A lack of phenomena can be considered a form of blindness. Using ‘can we ship it?’ as our metric creates an easy-to-use measure for progress. It’s a very rough one, but it’s still something. We’re no longer blind. When you estimate you are ninety per cent of the way through a project but don’t believe there is a product hiding in what you have produced so far, it makes for an anxious sense of urgency. That urgency is only present if there are phenomena to sense.

Consider also the types of problems you might like to have, such as too many users to support. Your network goes down because you are at a thousand per cent capacity; more people are using your service than you expected. When you fail to track these things, they can become problems you wish you didn’t have. Why didn’t you react to the situation before it became a problem? It’s probably due to the lack of a phenomenon. If your servers running payment processing go down due to a deluge of people trying to buy from you, it’s a good sign but a bad state to be in. You’ve got a lot of phenomena to work with, but it’s too late to rake in the cash.

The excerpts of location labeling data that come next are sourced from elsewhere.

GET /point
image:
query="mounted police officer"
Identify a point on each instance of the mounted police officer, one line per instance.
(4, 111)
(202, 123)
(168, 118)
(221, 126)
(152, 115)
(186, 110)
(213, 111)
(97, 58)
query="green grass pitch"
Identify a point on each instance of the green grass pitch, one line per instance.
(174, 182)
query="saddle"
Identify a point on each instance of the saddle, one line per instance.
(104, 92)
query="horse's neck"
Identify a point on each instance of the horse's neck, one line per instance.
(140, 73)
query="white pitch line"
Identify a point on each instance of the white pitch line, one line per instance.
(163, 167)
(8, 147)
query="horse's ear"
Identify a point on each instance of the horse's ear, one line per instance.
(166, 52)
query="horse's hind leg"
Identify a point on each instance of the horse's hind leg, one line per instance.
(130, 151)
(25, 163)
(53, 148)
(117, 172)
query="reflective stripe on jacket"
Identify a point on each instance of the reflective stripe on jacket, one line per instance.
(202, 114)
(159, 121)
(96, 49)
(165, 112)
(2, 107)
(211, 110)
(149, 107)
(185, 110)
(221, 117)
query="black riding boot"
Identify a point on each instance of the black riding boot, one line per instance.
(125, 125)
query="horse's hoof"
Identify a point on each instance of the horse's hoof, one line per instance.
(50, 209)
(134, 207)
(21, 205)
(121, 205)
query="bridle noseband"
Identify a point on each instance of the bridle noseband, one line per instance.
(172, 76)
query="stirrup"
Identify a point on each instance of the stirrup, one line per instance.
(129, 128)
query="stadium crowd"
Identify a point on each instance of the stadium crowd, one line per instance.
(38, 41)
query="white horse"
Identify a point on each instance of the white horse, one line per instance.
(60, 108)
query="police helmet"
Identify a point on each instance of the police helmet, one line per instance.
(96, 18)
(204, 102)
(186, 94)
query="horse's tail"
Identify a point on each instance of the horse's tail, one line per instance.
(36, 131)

Then there’s the blindness to slow changes—the frog in a boiler syndrome. You can’t react to something that changes so slowly that you don’t notice when things get far out of hand. This blindness is sometimes referred to as a shifting baseline. The idea is that local recent deviations are so minor as to cause no ripples or resistance. Then, those measurements become the new baseline against which you compare future data. Slowly, the baseline moves into the zone that would previously have triggered a response. It’s the reason why we sometimes leave it too late when it comes to earthquake and volcano warning systems. The phenomena indicating the future explosion hide in plain sight by moving so slowly that they do not trigger any senses.

When you monitor the right things, you can predict any of these situations before they happen. But when you don’t expect something, you don’t watch for it, so you cannot know about it. By default, all the things we think are impossible are invisible to us and, in turn, we do not worry about them. So, even though we don’t want to be blind, sometimes we don’t even know what we can’t see.